LA CIVIL CODE ART 134 – Factors in determining the child’s best interest
The court shall consider all relevant factors in determining the best interest of the child. Such factors may include:
(1) The love, affection, and other emotional ties between each party and the child.
(2) The capacity and disposition of each party to give the child love, affection, and spiritual guidance and to continue the education and rearing of the child.
(3) The capacity and disposition of each party to provide the child with food, clothing, medical care, and other material needs.
(4) The length of time the child has lived in a stable, adequate environment, and the desirability of maintaining continuity of that environment.
(5) The permanence, as a family unit, of the existing or proposed custodial home or homes.
(6) The moral fitness of each party, insofar as it affects the welfare of the child.
(7) The mental and physical health of each party.
(8) The home, school, and community history of the child.
(9) The reasonable preference of the child, if the court deems the child to be of sufficient age to express a preference.
(10) The willingness and ability of each party to facilitate and encourage a close and continuing relationship between the child and the other party.
(11) The distance between the respective residences of the parties.
(12) The responsibility for the care and rearing of the child previously exercised by each party.
#1 – The love, affection, and other emotional ties between each party and the child.

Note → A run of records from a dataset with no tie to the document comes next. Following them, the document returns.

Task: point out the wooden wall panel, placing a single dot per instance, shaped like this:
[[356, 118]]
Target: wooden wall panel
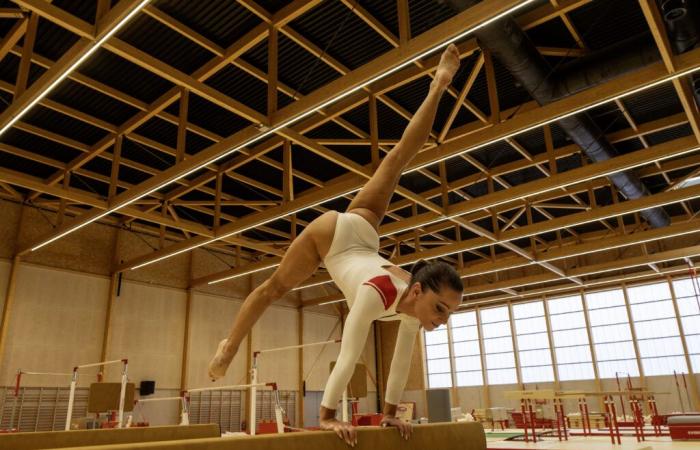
[[278, 328], [56, 323], [416, 379], [210, 320], [148, 328], [10, 212], [317, 359], [4, 277]]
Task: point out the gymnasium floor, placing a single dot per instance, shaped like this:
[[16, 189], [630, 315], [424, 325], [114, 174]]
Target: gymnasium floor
[[587, 443]]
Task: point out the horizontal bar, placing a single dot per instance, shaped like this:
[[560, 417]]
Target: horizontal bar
[[291, 347], [234, 386], [157, 399], [53, 374], [115, 361]]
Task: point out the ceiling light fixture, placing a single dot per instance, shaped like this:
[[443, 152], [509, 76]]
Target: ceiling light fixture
[[265, 133], [95, 45]]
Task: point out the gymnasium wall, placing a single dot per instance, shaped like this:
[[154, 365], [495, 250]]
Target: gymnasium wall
[[58, 322]]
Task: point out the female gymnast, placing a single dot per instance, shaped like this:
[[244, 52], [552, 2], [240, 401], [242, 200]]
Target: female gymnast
[[348, 243]]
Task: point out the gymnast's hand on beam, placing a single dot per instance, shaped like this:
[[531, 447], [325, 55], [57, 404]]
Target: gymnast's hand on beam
[[405, 428], [344, 430]]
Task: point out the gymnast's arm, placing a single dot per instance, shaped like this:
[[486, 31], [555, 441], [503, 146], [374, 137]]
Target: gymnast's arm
[[398, 374], [368, 307]]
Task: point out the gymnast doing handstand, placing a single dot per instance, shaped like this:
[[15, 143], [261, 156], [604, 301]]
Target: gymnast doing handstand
[[375, 289]]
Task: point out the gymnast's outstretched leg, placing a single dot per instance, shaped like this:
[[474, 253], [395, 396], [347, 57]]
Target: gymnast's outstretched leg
[[373, 200], [298, 263]]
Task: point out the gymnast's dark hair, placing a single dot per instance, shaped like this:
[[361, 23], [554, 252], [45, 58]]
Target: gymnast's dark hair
[[436, 275]]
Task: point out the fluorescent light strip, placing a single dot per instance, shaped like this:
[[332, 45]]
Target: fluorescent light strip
[[97, 44], [282, 125], [259, 269], [438, 219], [70, 230], [249, 227], [186, 249]]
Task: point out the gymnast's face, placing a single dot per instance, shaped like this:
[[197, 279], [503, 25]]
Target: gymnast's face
[[434, 308]]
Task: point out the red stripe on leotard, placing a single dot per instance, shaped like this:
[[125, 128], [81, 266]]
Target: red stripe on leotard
[[385, 287]]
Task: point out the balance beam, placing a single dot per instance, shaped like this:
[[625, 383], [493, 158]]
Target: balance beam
[[95, 438], [439, 436]]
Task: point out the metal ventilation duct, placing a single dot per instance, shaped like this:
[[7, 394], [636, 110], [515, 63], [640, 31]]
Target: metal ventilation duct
[[509, 44]]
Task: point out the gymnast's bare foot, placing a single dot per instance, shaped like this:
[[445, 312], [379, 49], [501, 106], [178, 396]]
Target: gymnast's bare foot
[[220, 361], [449, 64]]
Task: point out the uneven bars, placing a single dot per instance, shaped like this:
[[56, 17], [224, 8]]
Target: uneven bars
[[233, 386], [74, 383], [157, 399], [292, 347], [103, 363]]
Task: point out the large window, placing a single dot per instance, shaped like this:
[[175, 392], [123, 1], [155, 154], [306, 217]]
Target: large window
[[571, 345], [611, 334], [656, 326], [453, 353], [688, 296], [437, 355], [465, 349], [498, 346], [533, 342]]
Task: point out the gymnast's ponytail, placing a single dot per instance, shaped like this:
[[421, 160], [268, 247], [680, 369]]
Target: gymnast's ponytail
[[435, 275]]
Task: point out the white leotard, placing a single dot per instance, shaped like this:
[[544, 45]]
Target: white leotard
[[372, 293]]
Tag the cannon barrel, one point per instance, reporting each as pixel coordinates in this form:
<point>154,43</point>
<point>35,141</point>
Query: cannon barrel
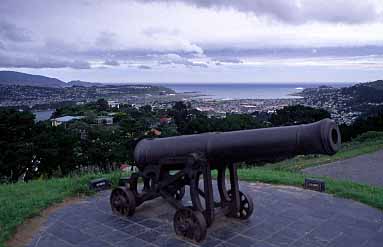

This factor refers to the bond between the child and each parent. In many cases, and depending on the age of the child, daughters have an inherent bond with their mother, and sons have that same bond with their father. In other cases, the exact opposite could be true. What are the things that you and your child have bonded because of? The answer could be fishing, football, baseball, dancing, or gymnastics. Maybe you are the boy scout troop leader or den mother. Perhaps you share the ability to play a musical instrument, or enjoy cooking together. It could be that you just take a day every week or month and dedicate it to that child and building your relationship. These things can all be taken into consideration to determine if there is a stronger bond between the child and one of the parents than the other, and this could affect the child custody determination.
#2 – The capacity and disposition of each party to give the child love, affection, and spiritual guidance and to continue the education and rearing of the child.
This factor analyzes whether one parent is more nurturing to the children. If you are the only parent attending teacher conferences and viewing report cards, or helping with homework, this will be taken into consideration. If you stay home and watch football or sleep off a hangover while your spouse takes the kids to church every week, this could be used against you. Who wipes away the tears when your child is having a bad day? Who spends time talking with them about their hopes and dreams and how to achieve them? Are you more focused on work than on the lives of your children? If one parent can show a greater capacity and desire to foster their child’s growth spiritually, educationally, and socially, it could affect the child custody determination.
#3 – The capacity and disposition of each party to provide the child with food, clothing, medical care, and other material needs.
As important as it is to foster and nurture a child emotionally, educationally, and spiritually, it’s just as important to take care of their physical well-being. It seems somewhat heartless to put child custody in terms of financial ability to provide for the child, but it is a factor used by the courts. Keep in mind that it is only one of several factors, and a child support award may help even the playing field. But child support alone is unlikely to cover the costs of raising a child (more on that later). So where one parent is financially stable and the other refuses or is unable to work, it is possible that this factor can be used in consideration with the remaining factors to affect child custody.
Tomorrow I will address factors 4 through 8, and what they could mean to you when determining child custody in Louisiana.
It is important to note that this list is not exclusive, but rather provide guidelines for the court. When determining child custody, courts may look at factors which are not included in article 134. Each case and each person is unique. A qualified Louisiana Family Law Attorney can help you to figure out how these factors and others may be applied to your specific case and how this will affect your chances of being awarded child custody.